Leises und nachdenkliches Ostern
Eine „Freudenzeit“ sieht wahrlich anders aus! In den Kirchen dürfen die Gläubigen nicht singen – auch nicht die großen Evergreens der österlichen Tradition. Nachdem wir es im vergangenen Jahr schon einmal erlebt haben, ist es auch in diesem Jahr ein leises Ostern, das wir feiern. Das „Halleluja“ kommt uns auch in diesem Jahr nicht leicht über die Lippen. Auch 2021 ist es ein nachdenkliches Ostern, in dem uns die vielen kleinen Grabkammern unseres Daseins und unserer Gedanken noch einmal deutlicher vor Augen treten als sonst…
Und doch ist Ostern. Und zwar nicht trotzdem, sondern gerade deswegen! Denn dass wir in Gesängen die Osterbotschaft laut rufend bekennen und sie in prächtigen Liturgien feiern, ist letztlich nichts als das Bemühen des Menschen, möglichst angemessen auf etwas Wunderbares zu antworten, was an sich ganz leise daherkommt: Die leise Erkenntnis, dass Leben sein wird – trotz aller Unwegsamkeiten.

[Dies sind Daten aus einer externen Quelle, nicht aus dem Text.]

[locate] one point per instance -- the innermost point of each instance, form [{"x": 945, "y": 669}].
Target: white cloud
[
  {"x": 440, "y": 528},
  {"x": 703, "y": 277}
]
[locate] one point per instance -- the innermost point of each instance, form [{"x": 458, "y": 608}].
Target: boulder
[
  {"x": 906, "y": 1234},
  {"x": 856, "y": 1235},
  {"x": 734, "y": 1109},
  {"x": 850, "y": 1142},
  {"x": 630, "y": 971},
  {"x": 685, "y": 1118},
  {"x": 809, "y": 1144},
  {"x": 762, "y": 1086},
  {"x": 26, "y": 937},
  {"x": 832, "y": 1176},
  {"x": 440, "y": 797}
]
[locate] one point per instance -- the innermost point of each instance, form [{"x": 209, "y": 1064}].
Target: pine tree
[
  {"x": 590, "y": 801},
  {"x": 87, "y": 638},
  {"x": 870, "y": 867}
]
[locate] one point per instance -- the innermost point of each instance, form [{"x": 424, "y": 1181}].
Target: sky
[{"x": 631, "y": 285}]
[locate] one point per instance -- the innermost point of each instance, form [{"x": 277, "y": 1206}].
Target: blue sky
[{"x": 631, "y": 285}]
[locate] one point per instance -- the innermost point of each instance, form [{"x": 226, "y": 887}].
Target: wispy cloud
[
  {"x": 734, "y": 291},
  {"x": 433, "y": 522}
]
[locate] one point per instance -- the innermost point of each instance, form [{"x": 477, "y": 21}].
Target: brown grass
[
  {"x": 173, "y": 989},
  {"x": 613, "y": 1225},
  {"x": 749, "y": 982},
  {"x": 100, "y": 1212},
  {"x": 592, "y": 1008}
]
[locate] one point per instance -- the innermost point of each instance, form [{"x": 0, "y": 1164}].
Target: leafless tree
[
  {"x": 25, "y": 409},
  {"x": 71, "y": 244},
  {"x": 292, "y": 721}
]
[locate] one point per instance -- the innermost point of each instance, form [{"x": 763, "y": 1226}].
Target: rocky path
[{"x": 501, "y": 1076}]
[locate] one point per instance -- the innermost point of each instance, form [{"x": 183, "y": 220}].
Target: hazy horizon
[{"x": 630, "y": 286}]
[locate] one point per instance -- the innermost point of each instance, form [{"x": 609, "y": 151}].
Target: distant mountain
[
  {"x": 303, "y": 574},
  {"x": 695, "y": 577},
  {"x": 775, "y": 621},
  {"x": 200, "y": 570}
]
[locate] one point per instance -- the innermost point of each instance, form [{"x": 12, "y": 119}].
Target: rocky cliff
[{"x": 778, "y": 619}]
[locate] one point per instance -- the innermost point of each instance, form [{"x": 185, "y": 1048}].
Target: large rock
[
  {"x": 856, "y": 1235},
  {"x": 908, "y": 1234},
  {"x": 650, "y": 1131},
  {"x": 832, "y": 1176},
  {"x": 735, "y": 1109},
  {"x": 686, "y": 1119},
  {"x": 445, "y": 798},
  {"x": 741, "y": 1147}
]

Die leise Ahnung davon, dass in die dunkelste Grabkammer doch das Licht der Ostersonne scheint. Das unbestimmte Gefühl, dass Trauer und Tod nicht das letzte Wort haben. Für nichts anderes steht die Geschichte Jesu, der aus dem Garten Gethsemane hinausging ans Kreuz. Und von dort in den Ostergarten. Daher feiern wir unbeirrt und auch im Stillen Ostern – jetzt erst recht!